British social media consultant Matt Navarra got some attention recently when he tweeted an animated, time-lapse
visualization of the top brands' value changing in real-time over a 19 year period. The visualization was a powerful reminder about the value of looking at longitudinal change, but it also sparked a
debate on Twitter about the underlying values the data represent.
The data in the visualization came from Omnicom's Interbrand unit's annual "Best Global Brands" study, which utilizes a proprietary method to calculate "how your brand is contributing to business
growth today."
According to Interbrand's methodology statement, it factors three major criteria --
financial, role of brand, and brand strength -- using a combination of "internal" and "external" factors.

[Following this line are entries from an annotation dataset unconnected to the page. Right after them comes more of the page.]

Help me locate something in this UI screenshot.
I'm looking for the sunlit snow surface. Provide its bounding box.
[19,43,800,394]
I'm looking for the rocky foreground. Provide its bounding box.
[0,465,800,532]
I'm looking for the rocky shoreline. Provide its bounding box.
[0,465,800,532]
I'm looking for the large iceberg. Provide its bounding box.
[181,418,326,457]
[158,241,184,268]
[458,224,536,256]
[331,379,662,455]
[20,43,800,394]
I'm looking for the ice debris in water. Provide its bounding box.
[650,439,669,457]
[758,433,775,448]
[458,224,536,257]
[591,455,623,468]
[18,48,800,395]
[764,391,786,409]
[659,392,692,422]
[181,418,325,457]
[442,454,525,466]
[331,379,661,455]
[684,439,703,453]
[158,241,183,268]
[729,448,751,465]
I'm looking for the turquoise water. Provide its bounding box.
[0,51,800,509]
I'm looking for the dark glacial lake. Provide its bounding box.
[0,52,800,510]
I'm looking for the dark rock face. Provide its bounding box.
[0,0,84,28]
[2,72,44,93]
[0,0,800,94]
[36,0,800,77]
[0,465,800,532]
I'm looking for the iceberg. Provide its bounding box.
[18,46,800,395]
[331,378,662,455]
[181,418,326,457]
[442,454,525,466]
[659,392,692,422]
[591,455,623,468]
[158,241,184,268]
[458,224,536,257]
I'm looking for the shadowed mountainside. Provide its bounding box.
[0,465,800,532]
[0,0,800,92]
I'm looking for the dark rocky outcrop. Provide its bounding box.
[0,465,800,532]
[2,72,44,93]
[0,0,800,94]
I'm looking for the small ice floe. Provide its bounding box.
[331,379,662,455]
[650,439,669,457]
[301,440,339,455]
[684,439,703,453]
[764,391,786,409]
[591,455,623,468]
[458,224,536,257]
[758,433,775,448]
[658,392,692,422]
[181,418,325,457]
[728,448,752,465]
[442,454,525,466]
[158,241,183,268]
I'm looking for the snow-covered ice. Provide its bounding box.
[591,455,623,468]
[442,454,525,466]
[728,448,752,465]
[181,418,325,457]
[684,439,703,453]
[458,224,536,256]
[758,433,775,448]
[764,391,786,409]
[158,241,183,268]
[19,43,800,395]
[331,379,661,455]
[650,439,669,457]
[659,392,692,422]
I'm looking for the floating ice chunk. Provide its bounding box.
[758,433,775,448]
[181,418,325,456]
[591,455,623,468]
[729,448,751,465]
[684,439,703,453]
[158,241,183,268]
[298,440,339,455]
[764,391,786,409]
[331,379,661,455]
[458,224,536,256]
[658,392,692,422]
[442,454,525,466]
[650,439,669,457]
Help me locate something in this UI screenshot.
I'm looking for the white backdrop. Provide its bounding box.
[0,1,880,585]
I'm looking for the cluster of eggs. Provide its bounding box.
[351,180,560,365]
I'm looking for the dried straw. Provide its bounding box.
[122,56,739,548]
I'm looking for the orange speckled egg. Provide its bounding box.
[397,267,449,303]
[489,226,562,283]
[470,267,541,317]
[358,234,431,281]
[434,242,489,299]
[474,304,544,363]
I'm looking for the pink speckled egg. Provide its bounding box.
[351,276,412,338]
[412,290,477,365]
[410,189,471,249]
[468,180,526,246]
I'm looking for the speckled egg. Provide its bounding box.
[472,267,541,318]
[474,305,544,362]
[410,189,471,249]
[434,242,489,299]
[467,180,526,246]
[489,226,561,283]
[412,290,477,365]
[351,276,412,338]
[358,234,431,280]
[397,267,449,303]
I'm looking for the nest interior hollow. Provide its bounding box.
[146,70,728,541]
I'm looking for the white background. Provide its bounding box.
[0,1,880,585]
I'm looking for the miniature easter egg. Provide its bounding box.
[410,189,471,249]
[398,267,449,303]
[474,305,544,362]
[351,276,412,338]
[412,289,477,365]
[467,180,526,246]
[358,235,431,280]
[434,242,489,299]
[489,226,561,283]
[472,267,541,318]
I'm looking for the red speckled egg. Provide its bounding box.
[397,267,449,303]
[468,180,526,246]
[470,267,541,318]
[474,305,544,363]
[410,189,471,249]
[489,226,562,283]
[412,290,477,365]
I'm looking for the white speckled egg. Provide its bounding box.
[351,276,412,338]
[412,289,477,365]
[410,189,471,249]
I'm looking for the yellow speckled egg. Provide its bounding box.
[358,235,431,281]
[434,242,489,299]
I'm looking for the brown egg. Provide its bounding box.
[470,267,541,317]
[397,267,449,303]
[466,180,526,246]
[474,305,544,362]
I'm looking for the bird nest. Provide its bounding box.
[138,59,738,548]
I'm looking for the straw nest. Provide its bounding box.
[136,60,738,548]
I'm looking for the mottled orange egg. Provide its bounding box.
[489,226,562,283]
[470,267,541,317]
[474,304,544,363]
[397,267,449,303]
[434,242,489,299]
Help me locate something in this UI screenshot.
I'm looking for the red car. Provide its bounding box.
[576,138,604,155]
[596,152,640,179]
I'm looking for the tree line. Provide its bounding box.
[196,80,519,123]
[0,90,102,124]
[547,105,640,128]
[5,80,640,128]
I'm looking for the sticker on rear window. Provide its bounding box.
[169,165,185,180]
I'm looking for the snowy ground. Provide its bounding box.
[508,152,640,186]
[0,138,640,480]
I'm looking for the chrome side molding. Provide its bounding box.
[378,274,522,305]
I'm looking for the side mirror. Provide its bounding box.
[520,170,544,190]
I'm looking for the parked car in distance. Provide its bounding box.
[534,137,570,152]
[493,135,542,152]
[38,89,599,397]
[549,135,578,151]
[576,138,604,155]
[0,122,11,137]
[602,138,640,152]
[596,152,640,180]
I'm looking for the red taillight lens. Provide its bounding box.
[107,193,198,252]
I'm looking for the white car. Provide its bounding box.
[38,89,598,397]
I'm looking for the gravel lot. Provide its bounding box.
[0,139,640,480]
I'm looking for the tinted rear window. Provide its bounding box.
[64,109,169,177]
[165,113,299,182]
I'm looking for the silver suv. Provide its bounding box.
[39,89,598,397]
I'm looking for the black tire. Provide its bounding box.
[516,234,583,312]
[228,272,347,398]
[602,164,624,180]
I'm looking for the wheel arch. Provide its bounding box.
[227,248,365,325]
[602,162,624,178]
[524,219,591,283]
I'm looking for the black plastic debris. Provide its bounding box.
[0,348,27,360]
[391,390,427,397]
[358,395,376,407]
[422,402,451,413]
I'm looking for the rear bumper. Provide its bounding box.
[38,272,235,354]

The concept is not unique, and others have methods for assigning brand value to bottom
lines, but what made Navarra's tweet so striking was the way it was visualized. It's one thing to look at brand value shifting periodically over time, but when it's time compressed, it creates an
emotional dynamic that alters the way we perceive the value of the data. Just watch how tech giants Apple and Google overtake the brand value of Coca-Cola, IBM and Microsoft in minutes vs. decades,
and you'll get the idea.
In a world of virtually infinite data, how it is represented, and especially, how we communicate it with each other, is becoming as, if not more important than the
underlying data itself. Yes, there are times when data is empirical knowledge, representing the explicit value of things -- Nielsen ratings, currency markets, etc. -- but oftentimes, it is the way we
perceive and process the data as human beings that frames its value for us.
In a world of advanced AI processing, I don't necessarily think this is a bad thing. I think it's still important
for humans to assign emotional values even to the most scientifically processed data, because data is just a guidepost for human judgement. Even if humans are assigning those outcomes to machines to
process.
Last week, I reported on the findings of a new report published by the CMO Council and Harte Hanks, which found that most marketers feel they are doing only an okay job at best of
listening to the behavioral signals of their human customers.
Worst of all, the report, entitled "Bringing A
Human Voice To Customer Choice," also found that a significant number of senior marketing executives (29%) are having a hard time thinking of their customers as "humans" instead of "targets."
“Developing the human experiences that customers are looking for can feel confusing for the data-and-technology-driven marketer of the 21st-century,“ noted Harte Hanks CEO Bant Breen, a
well-known veteran of Madison Avenue. “In every point of connection, our customers leave small data clues behind that can enrich our current profiles and give brands the insights needed to craft
the right combination of message, channel and timing. Customers will always tell us what they need. The real question is are we listening?”